# Thread: IS f(x)= x^4 + x^3 -x^2 - 2x -2 irreducable over Q??

1. ## IS f(x)= x^4 + x^3 -x^2 - 2x -2 irreducable over Q??

IS f(x)= x^4 + x^3 -x^2 - 2x -2 irreducable over Q??

Attempt:

Ive shown that this has no linear factors as +-1 +-2 are not roots.

Then I let F(x)=(x^2+ax+b)(x^2+cx+d)

And I end up with
a +c=1
d+ac+b=-1
bd=-2

But i can seam to show why no a b c d exist (or Exist)

Is there an easier approach?

I have an exam in 12 hours so I hope soeone can help!

Niall

2. Originally Posted by Niall101
bd=-2
It is sufficient to assume irreduciblility over Z by Gauss's Lemma.
Now this condition tells us that $\displaystyle b=\pm 1 \text{ and }d=\mp 2$ or $\displaystyle b=\pm 2 \text{ and }d=\mp 1$.
Show that any one of these leads to a contradiction i.e. those equations are not solvable with integers.

3. Great thanks! Its so obvious now! I ment to say a b c d were in Z. Thats what a week of no sleep will do to you

4. Originally Posted by Niall101
IS f(x)= x^4 + x^3 -x^2 - 2x -2 irreducable over Q??

Attempt:

Ive shown that this has no linear factors as +-1 +-2 are not roots.

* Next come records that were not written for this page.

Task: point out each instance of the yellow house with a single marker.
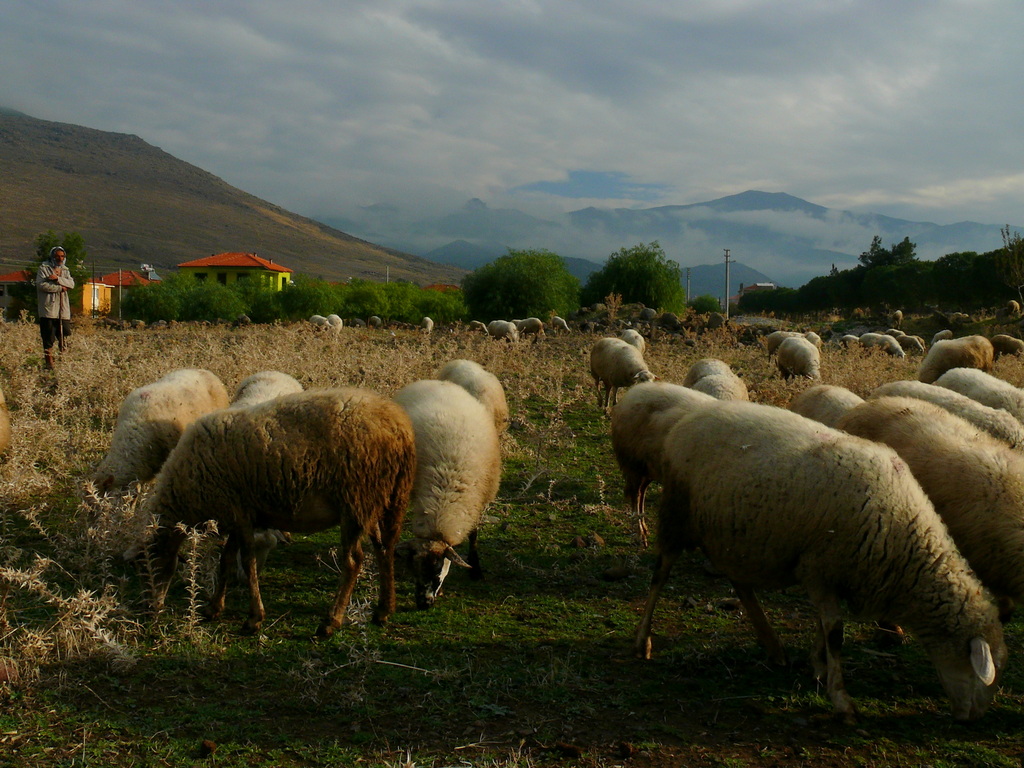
(230, 267)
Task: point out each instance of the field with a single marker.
(530, 667)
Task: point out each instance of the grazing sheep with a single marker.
(975, 481)
(458, 470)
(996, 422)
(4, 423)
(304, 463)
(967, 351)
(1006, 344)
(151, 420)
(798, 356)
(633, 337)
(480, 383)
(615, 364)
(714, 377)
(985, 388)
(530, 327)
(774, 499)
(910, 343)
(885, 342)
(639, 424)
(503, 330)
(824, 403)
(263, 386)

Then I let F(x)=(x^2+ax+b)(x^2+cx+d)

And I end up with
a +c=1
d+ac+b=-1
bd=-2

But i can seam to show why no a b c d exist (or Exist)

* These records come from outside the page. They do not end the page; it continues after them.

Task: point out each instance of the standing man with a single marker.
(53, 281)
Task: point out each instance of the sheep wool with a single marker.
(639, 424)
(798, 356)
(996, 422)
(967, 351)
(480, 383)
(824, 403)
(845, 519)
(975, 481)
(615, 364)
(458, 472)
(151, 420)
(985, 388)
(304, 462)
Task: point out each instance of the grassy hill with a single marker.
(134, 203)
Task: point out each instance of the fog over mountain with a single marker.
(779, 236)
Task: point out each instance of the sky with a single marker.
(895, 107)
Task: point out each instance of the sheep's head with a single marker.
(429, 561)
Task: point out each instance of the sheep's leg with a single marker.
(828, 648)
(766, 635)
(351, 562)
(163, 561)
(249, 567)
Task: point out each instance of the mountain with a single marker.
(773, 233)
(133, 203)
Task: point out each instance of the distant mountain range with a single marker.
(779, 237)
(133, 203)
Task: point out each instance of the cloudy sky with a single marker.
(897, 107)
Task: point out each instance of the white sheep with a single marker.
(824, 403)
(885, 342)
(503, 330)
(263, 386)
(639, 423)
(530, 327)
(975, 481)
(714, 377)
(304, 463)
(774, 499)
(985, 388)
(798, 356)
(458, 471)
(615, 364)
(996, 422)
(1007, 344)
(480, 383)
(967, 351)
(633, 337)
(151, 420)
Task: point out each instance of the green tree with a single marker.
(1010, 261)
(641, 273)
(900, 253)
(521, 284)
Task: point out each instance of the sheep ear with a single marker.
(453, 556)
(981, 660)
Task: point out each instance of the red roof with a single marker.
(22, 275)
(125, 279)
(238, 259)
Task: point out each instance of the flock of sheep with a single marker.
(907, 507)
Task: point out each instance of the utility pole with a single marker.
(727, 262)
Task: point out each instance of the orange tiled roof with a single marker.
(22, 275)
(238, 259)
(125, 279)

Is there an easier approach?

I have an exam in 12 hours so I hope soeone can help!

Niall
i will note this theorem.
If $\displaystyle f(x)$ is reducible over $\displaystyle \mathbb{Q}$, then $\displaystyle f(x)$ is reducible over $\displaystyle \mathbb{Z}$.

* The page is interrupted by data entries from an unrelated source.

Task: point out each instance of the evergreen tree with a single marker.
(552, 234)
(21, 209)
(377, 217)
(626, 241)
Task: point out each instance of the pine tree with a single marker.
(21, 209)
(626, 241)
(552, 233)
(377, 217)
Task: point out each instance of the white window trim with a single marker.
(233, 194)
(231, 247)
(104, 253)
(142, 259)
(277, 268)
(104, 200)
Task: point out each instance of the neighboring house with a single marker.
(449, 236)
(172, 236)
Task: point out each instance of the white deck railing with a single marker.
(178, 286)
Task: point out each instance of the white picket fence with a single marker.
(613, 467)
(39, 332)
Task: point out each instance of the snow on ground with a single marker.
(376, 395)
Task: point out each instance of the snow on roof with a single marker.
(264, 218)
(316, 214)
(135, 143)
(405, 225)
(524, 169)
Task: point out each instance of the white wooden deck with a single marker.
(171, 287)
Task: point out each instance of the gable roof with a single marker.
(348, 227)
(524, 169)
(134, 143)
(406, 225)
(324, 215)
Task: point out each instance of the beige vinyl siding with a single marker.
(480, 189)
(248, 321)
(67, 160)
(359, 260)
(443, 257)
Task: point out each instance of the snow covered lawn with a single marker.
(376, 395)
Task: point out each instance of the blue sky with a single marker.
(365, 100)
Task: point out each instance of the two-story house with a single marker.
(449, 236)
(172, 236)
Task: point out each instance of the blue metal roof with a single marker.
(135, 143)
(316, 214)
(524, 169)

so, as a contrapositive of the statement,
If $\displaystyle f(x)$ is irreducible over $\displaystyle \mathbb{Z}$, then $\displaystyle f(x)$ is irreducible over $\displaystyle \mathbb{Q}$.

from this, $\displaystyle a,b,c,d \in \mathbb{Z}$

$\displaystyle bd = -2$
then WLOG, $\displaystyle b = \pm 1$ and $\displaystyle d=\mp 2$.

try to solve the combinations..

EDIT: aww, didn't notice that there were replies already..

5. with a=1 c=0 b=1 d=-2 I get (x^2+x+1)(x^2-2)=F(x) so its not irreducable! Thanks for all the replies! Hope I can do this in the exam later!

6. Sorry for another question. If i have F(x)=x^3-5 Is it sufficiant to show it have no linear factors by plugging in +-5 +-1 and showing not equal to zero? I was thinking because the only factors could be linear or of degree 3. Thanks again.

7. yes, it is enough..

8. Hey thanks so much! I really need to get this exam to pass the year. I really appreciate your help and such quick response

9. If anyone has a chance to shed some light on this one it would be a great help

Let A = cuberoot(5),
and let
F = a + bA + cA in R
a; b; c in Q
Find the multiplicative inverse of the element 2 +A +A^2 in the field F.

For this I Know There is an element in the field which multiplied by this give the Multiplicitive identity. Is there a way of doing this by taking powers of A?

10. Originally Posted by Niall101
If anyone has a chance to shed some light on this one it would be a great help

Let A = cuberoot(5),
and let
F = a + bA + cA in R
a; b; c in Q
Find the multiplicative inverse of the element 2 +A +A^2 in the field F.

For this I Know There is an element in the field which multiplied by this give the Multiplicitive identity. Is there a way of doing this by taking powers of A?
should that red thing be squared?
assuming yes,
$\displaystyle A = \sqrt[3]{5}$

$\displaystyle F = a + bA + cA^2 \subseteq \mathbb{R}$ where $\displaystyle a,b,c \in \mathbb{Q}$

what we want is to find $\displaystyle a + bA + cA^2$ so that $\displaystyle (2 +A +A^2)(a + bA + cA^2)=1$

if we try to multiply, we will get $\displaystyle 2a + (2b+a)A + (a+2c+b)A^2 + (c+b)A^3 + (c)A^4 = 1$

however, $\displaystyle A^4 = A^3A = 5A$

thus, we reduce it to $\displaystyle 2a + (2b+a + 5c)A + (a+2c+b)A^2 + (c+b)A^3 = 1$

can you do it from here?

11. Yes I think I have it now. I actually had this a.A^3=5.A written down on one of my attempts. Thank you so much for all the help. Your a life saver!

12. Hey guys thanks again! The exam went great! only 2 more to go

13. good for you!
if you still have questions, don't hesitate to post it.. (but on another thread.. )

14. Great thanks! On my way out now to face Group theory!